第七話 ローランド王子は悩んでいた
一方、王城の自室に引き籠もったローランド王子は、レイアが突然冷たくなって婚約破棄を告げてきたことについて、自分の言動に何か非があったのだろうかと思い悩んでいた。
晩餐会が始まるまで、おかしなことは何もなかった、と思う。彼女の気に入らないことをした覚えもないし、態度を悪くしたこともない。それとも、実はレイアにとって何か嫌なことがあって、彼女はそれを我慢し続けた末、爆発してしまったのだろうか?
(そうかもしれない⋯いやきっとそうだ、そうに違いない! でなければ説明がつかない。突然あんな態度になるなんて)
王子はできるだけレイアの様子を思い出そうと努めた。自分が側近のユーリと話しているときに彼女は突然ふらついて、倒れそうになったのだ。
(もしかして、あらぬことを疑われたのだろうか? 僕が、実は女でなく男が好きなんだと誤解されたとか?)
考えれば考えるほど、泥沼にはまってゆく。
(そう⋯⋯きっとそうだ! 僕とユーリが何かあると誤解されたんだ! 彼女の誤解を解かなければならない。こうしてはいられない)

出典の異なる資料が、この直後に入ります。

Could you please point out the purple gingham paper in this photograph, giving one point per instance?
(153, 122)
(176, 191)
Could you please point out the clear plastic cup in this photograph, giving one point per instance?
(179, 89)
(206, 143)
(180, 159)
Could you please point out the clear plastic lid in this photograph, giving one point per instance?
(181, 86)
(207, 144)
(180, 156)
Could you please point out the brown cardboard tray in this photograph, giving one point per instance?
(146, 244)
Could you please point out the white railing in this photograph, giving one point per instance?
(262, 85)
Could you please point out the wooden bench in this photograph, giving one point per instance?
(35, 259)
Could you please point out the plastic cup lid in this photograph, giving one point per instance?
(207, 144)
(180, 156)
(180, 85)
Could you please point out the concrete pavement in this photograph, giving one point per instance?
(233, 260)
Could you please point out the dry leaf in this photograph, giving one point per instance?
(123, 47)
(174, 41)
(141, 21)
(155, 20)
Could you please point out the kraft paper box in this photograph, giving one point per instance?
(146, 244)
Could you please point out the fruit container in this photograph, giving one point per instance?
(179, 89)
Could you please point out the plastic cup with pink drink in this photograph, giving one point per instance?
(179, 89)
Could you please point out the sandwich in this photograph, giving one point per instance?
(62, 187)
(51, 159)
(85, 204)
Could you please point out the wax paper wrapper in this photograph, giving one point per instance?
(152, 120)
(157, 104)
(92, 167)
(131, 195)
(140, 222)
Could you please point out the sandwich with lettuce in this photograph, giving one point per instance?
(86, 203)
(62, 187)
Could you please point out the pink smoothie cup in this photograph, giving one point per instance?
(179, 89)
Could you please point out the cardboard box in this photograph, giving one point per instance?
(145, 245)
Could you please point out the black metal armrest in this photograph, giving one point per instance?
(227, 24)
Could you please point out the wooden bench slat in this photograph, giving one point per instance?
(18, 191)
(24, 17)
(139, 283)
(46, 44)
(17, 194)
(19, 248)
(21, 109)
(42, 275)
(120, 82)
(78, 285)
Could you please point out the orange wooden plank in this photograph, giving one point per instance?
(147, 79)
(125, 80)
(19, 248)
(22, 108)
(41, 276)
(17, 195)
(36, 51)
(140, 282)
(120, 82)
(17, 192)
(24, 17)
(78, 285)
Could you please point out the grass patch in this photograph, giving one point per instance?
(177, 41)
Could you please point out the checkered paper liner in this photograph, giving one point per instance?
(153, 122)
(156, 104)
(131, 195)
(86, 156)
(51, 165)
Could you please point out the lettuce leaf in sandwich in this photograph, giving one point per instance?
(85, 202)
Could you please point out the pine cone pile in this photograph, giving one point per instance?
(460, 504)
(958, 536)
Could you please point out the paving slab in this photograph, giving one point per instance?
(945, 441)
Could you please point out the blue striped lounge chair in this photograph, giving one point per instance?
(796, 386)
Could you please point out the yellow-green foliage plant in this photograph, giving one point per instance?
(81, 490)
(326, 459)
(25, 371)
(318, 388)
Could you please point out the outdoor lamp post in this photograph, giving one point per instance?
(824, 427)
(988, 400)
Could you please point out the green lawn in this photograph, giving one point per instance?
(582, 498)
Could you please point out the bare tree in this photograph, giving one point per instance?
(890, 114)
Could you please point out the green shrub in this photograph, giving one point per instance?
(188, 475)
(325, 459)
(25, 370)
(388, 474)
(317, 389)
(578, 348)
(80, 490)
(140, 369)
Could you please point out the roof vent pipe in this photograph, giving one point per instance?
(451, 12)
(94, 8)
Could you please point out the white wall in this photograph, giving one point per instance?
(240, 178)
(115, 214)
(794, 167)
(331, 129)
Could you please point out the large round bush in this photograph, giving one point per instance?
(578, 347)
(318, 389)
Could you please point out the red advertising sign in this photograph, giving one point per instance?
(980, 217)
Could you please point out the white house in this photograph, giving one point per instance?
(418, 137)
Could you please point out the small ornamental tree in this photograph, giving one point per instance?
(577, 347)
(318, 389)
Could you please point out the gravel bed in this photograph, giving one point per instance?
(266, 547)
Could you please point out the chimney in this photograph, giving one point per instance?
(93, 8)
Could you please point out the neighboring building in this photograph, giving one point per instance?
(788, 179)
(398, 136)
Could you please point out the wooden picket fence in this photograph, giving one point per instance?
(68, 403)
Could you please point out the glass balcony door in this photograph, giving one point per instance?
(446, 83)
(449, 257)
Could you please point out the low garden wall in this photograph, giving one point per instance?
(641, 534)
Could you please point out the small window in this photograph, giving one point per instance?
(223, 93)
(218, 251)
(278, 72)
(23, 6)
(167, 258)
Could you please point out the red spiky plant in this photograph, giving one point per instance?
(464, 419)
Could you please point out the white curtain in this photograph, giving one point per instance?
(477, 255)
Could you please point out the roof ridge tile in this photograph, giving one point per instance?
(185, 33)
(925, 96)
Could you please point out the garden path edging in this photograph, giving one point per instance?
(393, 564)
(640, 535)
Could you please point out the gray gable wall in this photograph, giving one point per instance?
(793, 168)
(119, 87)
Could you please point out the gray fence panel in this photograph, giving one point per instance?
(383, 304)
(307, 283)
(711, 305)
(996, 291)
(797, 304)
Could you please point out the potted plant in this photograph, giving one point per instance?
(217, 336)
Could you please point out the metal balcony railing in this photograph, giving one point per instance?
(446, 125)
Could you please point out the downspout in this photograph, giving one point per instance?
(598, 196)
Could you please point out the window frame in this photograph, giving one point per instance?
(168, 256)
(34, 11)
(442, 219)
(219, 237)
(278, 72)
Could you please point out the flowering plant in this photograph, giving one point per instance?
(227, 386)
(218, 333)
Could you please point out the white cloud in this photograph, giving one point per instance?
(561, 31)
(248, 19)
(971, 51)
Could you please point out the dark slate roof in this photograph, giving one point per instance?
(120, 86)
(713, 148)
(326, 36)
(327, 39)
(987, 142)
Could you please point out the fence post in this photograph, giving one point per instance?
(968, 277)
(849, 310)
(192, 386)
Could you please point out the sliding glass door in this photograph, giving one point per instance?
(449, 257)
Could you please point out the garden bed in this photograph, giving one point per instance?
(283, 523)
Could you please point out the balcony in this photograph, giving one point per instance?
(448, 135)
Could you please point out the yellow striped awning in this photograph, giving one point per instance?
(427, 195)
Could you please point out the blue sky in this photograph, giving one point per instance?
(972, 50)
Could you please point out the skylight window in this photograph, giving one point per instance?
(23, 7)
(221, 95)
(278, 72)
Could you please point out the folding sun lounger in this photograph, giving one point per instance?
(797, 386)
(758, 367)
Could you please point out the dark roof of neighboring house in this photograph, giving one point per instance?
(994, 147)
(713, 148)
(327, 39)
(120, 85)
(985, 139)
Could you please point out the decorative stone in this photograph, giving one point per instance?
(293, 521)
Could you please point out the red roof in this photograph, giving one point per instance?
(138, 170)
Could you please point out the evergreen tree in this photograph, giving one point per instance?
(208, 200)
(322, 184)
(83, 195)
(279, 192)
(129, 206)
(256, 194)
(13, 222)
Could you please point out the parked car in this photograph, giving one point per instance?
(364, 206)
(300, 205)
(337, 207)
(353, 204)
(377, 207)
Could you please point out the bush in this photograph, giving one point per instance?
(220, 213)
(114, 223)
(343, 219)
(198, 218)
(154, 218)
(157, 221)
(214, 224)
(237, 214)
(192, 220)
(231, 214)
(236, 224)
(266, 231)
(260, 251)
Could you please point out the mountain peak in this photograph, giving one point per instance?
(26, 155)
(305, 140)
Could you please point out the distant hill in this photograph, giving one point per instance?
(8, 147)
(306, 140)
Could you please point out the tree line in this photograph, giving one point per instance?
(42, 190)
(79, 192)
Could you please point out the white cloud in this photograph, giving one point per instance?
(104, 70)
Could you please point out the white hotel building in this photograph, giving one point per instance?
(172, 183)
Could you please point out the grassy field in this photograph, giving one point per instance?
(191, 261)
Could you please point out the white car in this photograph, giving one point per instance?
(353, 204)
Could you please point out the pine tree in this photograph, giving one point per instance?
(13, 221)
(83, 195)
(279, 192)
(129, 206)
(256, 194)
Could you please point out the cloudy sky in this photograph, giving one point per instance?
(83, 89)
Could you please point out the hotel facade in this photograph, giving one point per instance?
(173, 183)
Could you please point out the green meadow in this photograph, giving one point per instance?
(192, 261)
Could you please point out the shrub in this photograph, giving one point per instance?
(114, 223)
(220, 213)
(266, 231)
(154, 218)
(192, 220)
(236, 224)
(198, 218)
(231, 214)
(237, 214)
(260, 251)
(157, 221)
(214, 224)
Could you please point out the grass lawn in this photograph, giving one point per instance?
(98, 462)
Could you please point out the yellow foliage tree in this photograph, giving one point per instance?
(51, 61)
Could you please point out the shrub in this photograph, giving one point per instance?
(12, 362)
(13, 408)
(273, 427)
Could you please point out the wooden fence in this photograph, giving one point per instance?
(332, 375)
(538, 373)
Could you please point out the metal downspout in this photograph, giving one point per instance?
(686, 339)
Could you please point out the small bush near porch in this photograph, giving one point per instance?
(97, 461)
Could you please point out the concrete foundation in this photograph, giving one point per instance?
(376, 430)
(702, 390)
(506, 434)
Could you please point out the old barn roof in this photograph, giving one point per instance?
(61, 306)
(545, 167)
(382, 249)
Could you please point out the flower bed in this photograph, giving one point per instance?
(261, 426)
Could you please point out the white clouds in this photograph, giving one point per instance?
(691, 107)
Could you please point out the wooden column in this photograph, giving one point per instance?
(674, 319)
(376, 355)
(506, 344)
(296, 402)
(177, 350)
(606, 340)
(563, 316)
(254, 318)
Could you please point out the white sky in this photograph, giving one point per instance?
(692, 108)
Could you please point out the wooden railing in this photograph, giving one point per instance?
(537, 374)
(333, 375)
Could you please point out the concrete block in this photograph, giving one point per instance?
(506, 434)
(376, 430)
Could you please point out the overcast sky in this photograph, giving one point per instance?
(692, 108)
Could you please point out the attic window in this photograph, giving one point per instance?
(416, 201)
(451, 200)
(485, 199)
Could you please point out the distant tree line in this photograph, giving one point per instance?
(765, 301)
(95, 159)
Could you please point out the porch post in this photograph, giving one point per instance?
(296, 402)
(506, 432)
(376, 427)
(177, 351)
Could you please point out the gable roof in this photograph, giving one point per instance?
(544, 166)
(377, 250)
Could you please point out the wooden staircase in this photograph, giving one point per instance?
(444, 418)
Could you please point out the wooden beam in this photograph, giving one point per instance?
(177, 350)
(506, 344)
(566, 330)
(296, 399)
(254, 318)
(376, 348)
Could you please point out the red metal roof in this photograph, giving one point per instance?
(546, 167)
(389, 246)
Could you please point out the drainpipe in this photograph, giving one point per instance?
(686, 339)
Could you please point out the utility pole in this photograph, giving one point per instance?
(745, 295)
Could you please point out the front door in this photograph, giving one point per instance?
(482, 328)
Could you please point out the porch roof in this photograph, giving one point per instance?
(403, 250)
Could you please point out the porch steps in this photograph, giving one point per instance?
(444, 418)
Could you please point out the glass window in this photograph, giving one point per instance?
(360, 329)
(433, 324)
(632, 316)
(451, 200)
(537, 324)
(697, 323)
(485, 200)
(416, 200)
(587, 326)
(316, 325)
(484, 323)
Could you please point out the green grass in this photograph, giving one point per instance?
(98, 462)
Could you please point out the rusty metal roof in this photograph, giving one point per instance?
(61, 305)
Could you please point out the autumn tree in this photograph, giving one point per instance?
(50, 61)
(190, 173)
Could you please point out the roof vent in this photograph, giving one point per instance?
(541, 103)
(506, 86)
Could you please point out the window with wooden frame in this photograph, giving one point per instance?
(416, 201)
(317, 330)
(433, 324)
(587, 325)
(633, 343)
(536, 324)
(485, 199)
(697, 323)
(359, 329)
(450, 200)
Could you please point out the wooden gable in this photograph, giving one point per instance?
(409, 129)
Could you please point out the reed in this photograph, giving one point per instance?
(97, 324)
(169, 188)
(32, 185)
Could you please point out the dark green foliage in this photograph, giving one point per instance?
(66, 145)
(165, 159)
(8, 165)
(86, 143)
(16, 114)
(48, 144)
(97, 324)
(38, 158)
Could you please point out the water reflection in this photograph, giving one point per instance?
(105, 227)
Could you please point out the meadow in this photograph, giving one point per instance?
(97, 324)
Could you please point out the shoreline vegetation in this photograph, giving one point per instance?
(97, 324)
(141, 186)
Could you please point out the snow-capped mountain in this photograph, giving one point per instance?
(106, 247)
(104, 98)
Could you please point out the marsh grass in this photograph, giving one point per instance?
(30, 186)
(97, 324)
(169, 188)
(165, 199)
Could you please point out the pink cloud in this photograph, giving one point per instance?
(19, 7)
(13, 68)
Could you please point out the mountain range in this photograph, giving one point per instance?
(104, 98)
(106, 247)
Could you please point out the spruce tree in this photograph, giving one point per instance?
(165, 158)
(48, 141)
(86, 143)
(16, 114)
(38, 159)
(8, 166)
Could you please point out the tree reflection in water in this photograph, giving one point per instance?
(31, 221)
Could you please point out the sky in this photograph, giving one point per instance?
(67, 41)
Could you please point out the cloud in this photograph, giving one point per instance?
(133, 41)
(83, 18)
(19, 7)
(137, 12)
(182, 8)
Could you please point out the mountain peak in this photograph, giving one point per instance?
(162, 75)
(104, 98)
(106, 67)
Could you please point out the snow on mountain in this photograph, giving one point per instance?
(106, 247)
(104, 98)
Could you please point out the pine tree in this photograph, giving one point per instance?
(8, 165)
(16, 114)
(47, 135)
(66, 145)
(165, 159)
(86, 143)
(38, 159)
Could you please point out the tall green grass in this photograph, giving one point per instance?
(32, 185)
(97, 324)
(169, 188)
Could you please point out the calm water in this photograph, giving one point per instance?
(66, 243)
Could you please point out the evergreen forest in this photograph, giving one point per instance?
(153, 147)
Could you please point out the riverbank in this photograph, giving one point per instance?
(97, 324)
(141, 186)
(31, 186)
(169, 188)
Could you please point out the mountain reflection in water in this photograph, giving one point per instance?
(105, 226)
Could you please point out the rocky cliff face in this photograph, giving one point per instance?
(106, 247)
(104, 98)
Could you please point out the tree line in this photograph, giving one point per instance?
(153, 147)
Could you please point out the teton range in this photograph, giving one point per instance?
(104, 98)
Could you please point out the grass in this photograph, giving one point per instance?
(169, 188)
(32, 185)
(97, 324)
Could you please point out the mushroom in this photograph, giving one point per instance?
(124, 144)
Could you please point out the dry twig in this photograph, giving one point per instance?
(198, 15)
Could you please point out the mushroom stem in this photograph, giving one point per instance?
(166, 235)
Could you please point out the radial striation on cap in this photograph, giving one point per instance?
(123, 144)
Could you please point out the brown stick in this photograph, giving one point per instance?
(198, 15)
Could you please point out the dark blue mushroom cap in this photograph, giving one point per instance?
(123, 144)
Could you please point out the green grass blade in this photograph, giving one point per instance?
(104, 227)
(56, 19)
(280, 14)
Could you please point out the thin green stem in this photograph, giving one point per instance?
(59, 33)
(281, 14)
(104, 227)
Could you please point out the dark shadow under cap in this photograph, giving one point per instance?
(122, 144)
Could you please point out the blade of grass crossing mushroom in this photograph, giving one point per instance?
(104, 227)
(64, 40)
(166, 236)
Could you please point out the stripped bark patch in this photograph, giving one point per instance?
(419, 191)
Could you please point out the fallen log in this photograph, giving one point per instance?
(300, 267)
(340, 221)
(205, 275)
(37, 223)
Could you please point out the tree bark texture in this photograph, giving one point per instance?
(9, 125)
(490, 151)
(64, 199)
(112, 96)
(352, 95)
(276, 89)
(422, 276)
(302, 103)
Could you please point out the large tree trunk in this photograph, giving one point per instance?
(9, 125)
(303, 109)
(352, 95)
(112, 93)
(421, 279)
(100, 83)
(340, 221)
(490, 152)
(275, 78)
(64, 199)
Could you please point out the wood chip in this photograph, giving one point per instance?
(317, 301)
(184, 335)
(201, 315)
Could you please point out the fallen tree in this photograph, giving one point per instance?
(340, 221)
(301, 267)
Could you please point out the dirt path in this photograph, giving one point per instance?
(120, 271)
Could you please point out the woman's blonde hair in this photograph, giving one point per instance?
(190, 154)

王子はすっくと立ち上がって服を着替え、急いで近衛兵を叩き起こした。
「すまないが、急用だ! ティアブレイド家に行く。警護を頼む」
「えっ? 殿下、今からですか⋯?」
「グズグズしてはいられないのだ。ユーリを起こしてくれ、一緒に無実を証明せねばならない」
「はっ、かしこまりました⋯⋯しかし、無実というのは」
「今は説明している時間がない、急いでくれ!」
「は、はい」
そうして側近と近衛兵を連れた王子が馬に乗ってティアブレイド家に向かったが、夜道であったため、ほぼすれ違いになったレイアの姿にはまったく気がつかなかった。